Dive Brief:
- Shake Shack has decided to close nine company-owned restaurants in California, Ohio and Texas, the chain said in a U.S. Securities and Exchange Commission filing.
- As part of a regular evaluation of its portfolio, the brand identified these locations as underperforming and said they will not produce “acceptable returns in the foreseeable future.” In some cases, these units were cannibalizing sales from other nearby Shake Shacks.
- The closures aren’t expected to impact Shake Shack’s plans to open additional stores in these states and the company said it doesn’t expect to close any other locations following its evaluation.
Dive Insight:
Shake Shack’s overall strategic priorities remain the same, as do its expected openings for the year, per the filing. As of the end of the second quarter, the chain had over 540 locations globally, including 350 in the U.S.
During the second quarter, the chain opened 23 units, including its first restaurant in Canada, Katie Fogerty, Shake Shack’s CFO, said during the company’s second quarter earnings call. By the end of 2024, the company expects its new openings over the course of the year to total 40 company-owned units and 40 licensed units. The chain also expects same-store sales growth in the low-single digits,
The closures are in line with the company’s strategic plan to increase restaurant-level margins, which Fogerty projected to be 20.6% to 21% for the year. Removing restaurants that are cannibalizing sales from others will help boost sales and margins of the remaining stores.
Shake Shack said it’s also committed to reducing costs of new builds by about 10% for new units in 2024. Additional reductions are expected for new units in the 2025 pipeline. It is also leveraging its diverse ordering channels, including drive-thrus, as well as third-party delivery, as part of its revenue model, Fogerty said.

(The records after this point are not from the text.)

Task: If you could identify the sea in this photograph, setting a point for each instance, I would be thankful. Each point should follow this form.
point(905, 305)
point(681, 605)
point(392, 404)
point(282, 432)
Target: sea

Many chains that operate in California have struggled to drive sales and traffic following the state’s implementation of the $20 minimum wage for fast food chains with 60 or more units. Same-store sales improved from negative low-single digits to positive during the second quarter following a 7% increase to menu prices, Fogerty said.
Closures are expected to be completed by Sept. 25 and employees were notified on Aug. 27, per the SEC filing. Management will be offered positions at nearby Shacks and hourly employees are eligible to be rehired at other locations. Hourly team members and managers who don’t accept a transfer will be provided up to 60 days pay.
Shake Shack plans to record a cumulative pretax cost of $28 million to $30 million during the third quarter due to these closures.
Several other chains, including Bloomin’, Hooters and TGI Fridays, have closed underperforming stores this year as they reevaluate their portfolios amid traffic declines and same-store sales slumps. A KFC franchisee closed around 25 restaurants in the Midwest in August.